İstanbul’un kenar mahallesinde, kendi halinde ,gariban bir adamdı Yaşar. Bazen deli diye nitelendiren de vardı onu. Ama siz hiç emekli olunca ki emekli olmasına belki iki üç sene vardı, eğer kısmet olursa o para ben ölünce bir kadının olsun, bir garibin yüzü gülsün derdi.Dua değildi istediği sadece bir insana, bir kadına yardım edebilmek ve öldükten sonra da anılabilmek.Hastayken nikah yaparım usülden sonra ölsemde gam yemem. Sonra deli diyorlar böylesine...Acaba kim deli kim doluydu?
Nice güzel yaşayan insanlar bunu düşünmezken, bencillikten yana haklarını sonuna kadar kullanırken, bizim Yaşar bunu düşünebilen güzel yürekli adamdı. Varsın garip olsun, işte bu yürekleri sevmek lazımdı. Bu alemde sadece sevap değil de iyilik ve güzellik için kimse aç kalmamalı, ne kuşlar, ne böcekler, ne de aç insanlar olmalıydı.Sevabını, günahını düşünmeden yapmalıydı, insan olduğumuz İçin.
Yaşar bir parkın bekçisiydi.Kendine has bir giyim tarzı vardı. Kilosu yüzmirbeş civarında idi, dolayısıyla göbeği 1:60 boyuna fazlaydı. İşte bu yüzden askı takardı pantolonuna, şu bahçıvan askılarından. Çok özel bir şapka takardı, hasırdan.Oldukça genişti, yüzü gözükmezdi onu takınca. İpini de bağlamayı ihmal etmedi ,yazın onu kullanırdı sıcaktan korunmak için. Çok özel bir satıcıdan yüzyirmi liraya alır ve her yıl yenilerdi. Kara saçları biraz döküktü, kara bıyıkları uzun ve enli idi. Yuvarlak ve minik gözlü ve minik ellere sahipti. Esmerdi.

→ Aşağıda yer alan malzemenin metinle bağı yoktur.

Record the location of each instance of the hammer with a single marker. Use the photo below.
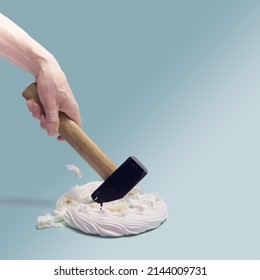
(117, 181)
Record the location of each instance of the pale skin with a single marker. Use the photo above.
(54, 91)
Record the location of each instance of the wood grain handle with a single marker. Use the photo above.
(78, 139)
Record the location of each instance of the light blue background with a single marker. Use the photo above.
(175, 83)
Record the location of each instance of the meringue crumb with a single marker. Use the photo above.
(75, 169)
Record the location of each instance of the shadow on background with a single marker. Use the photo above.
(25, 201)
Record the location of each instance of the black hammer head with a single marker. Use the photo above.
(118, 184)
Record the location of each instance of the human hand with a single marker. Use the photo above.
(56, 96)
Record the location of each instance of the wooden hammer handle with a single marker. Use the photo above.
(78, 139)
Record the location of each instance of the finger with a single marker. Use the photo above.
(34, 108)
(51, 120)
(43, 121)
(60, 138)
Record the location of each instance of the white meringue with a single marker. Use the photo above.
(137, 212)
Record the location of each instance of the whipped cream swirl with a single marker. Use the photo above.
(137, 212)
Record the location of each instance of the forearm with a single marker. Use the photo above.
(19, 48)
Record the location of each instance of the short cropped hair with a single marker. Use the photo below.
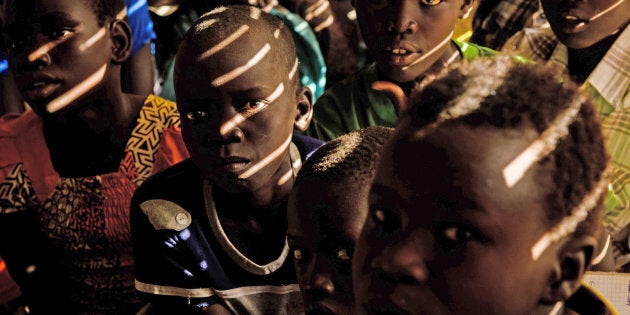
(106, 10)
(504, 93)
(350, 158)
(227, 19)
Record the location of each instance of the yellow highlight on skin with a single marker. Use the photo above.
(268, 159)
(92, 40)
(431, 52)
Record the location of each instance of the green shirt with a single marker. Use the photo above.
(352, 104)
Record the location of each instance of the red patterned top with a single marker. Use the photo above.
(85, 220)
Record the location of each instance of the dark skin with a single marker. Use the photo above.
(87, 135)
(588, 40)
(420, 28)
(265, 111)
(325, 219)
(446, 236)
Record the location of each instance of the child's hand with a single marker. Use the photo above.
(395, 93)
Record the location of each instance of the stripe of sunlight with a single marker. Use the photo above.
(239, 118)
(223, 79)
(78, 90)
(224, 43)
(268, 159)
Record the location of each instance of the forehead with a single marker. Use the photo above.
(458, 162)
(236, 61)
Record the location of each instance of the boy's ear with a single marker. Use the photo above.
(573, 260)
(466, 9)
(120, 34)
(304, 109)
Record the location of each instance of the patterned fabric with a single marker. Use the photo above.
(85, 220)
(352, 104)
(495, 21)
(185, 258)
(609, 84)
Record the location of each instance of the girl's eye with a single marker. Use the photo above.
(456, 234)
(254, 106)
(343, 254)
(60, 33)
(386, 220)
(195, 115)
(431, 2)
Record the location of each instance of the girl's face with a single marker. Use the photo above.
(444, 235)
(407, 37)
(53, 47)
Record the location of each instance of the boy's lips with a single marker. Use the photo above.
(231, 164)
(572, 23)
(400, 55)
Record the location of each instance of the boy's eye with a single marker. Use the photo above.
(343, 254)
(60, 34)
(431, 2)
(195, 115)
(253, 106)
(386, 220)
(300, 255)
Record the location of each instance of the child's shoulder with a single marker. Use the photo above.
(174, 181)
(472, 51)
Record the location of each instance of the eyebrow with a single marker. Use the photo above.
(52, 17)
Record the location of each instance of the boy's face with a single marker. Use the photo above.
(580, 24)
(234, 124)
(444, 234)
(54, 46)
(406, 37)
(324, 223)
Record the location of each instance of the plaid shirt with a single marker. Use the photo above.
(494, 22)
(609, 84)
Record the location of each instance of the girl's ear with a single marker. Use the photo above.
(466, 9)
(573, 260)
(120, 34)
(304, 109)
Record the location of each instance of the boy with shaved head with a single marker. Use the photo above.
(210, 233)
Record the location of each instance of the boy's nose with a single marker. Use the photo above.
(320, 285)
(403, 21)
(404, 261)
(35, 57)
(228, 127)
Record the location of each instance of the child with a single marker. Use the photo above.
(210, 233)
(408, 40)
(590, 41)
(326, 211)
(68, 168)
(485, 201)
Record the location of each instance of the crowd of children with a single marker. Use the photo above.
(432, 176)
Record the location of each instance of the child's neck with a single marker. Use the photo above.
(90, 139)
(583, 61)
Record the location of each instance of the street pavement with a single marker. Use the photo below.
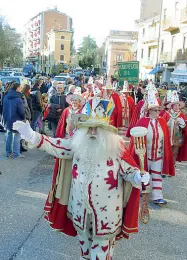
(25, 235)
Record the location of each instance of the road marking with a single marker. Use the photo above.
(32, 194)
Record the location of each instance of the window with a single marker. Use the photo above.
(149, 53)
(165, 14)
(119, 57)
(143, 32)
(142, 53)
(185, 41)
(162, 46)
(61, 57)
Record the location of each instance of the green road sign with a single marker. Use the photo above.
(128, 70)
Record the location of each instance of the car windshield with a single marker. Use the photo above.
(59, 78)
(4, 73)
(17, 74)
(5, 80)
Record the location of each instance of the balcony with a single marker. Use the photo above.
(165, 57)
(184, 15)
(152, 38)
(170, 24)
(148, 63)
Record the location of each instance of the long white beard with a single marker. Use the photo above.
(105, 145)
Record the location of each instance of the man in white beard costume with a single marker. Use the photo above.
(100, 196)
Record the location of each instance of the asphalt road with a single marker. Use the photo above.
(24, 234)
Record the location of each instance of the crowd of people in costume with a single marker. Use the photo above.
(97, 181)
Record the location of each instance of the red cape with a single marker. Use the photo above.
(56, 213)
(116, 117)
(131, 105)
(136, 115)
(182, 154)
(168, 162)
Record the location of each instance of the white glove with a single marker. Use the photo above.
(26, 131)
(181, 122)
(138, 178)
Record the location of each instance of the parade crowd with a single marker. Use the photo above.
(98, 176)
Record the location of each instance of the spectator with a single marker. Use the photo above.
(71, 90)
(36, 104)
(27, 100)
(52, 91)
(58, 104)
(48, 83)
(44, 87)
(13, 110)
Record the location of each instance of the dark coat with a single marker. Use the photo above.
(26, 108)
(56, 102)
(36, 99)
(13, 108)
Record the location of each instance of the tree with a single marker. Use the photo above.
(10, 45)
(87, 53)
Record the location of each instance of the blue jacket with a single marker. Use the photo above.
(13, 108)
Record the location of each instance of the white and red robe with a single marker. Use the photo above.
(103, 195)
(158, 158)
(128, 106)
(116, 117)
(178, 137)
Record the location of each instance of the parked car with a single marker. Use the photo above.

Bahçeli bir evi vardı babadan kalma. Şişmanlığı yüzünden bahçede tahta bir divanda uyurdu yaz gecelerinde. Minderinin üzerinde iki yorgan külah şeklinde bükük dururdu. Akşamüstü beşte iş çıkışı eve gelir, yaşlı anacığının pişirdiği bir tencere yemeği üç ekmek ile bitirirdi. Şaşırmayın bir oturuşta üç ekmek çok gelebilir ama ancak doyardı bizim Yaşar. Onu yer yemez halsiz düşer ve uyku hali bastırırdı, şeker hastasıydı. Bahçede tahta divanın üzerinde ki külah biçimli ipekli iki yorganını içine gömülürdü. Akşam üzeri altı onun uyku saatiydi, bir dakika geçirmezdi. Her gece yarına uyanabilmek umuduyla diye duasını eder, sabah beşte ayakta olurdu.Yazın yorgan demeyin. Yaz geceleri ayaz olur bilirdi o. Çalışkandı, onaltısında sigortalı işe girmiş ve emekliliğine az kalmıştı. Kırküçünde idi ancak fazla kilo onu daha yaşlı gösteriyordu.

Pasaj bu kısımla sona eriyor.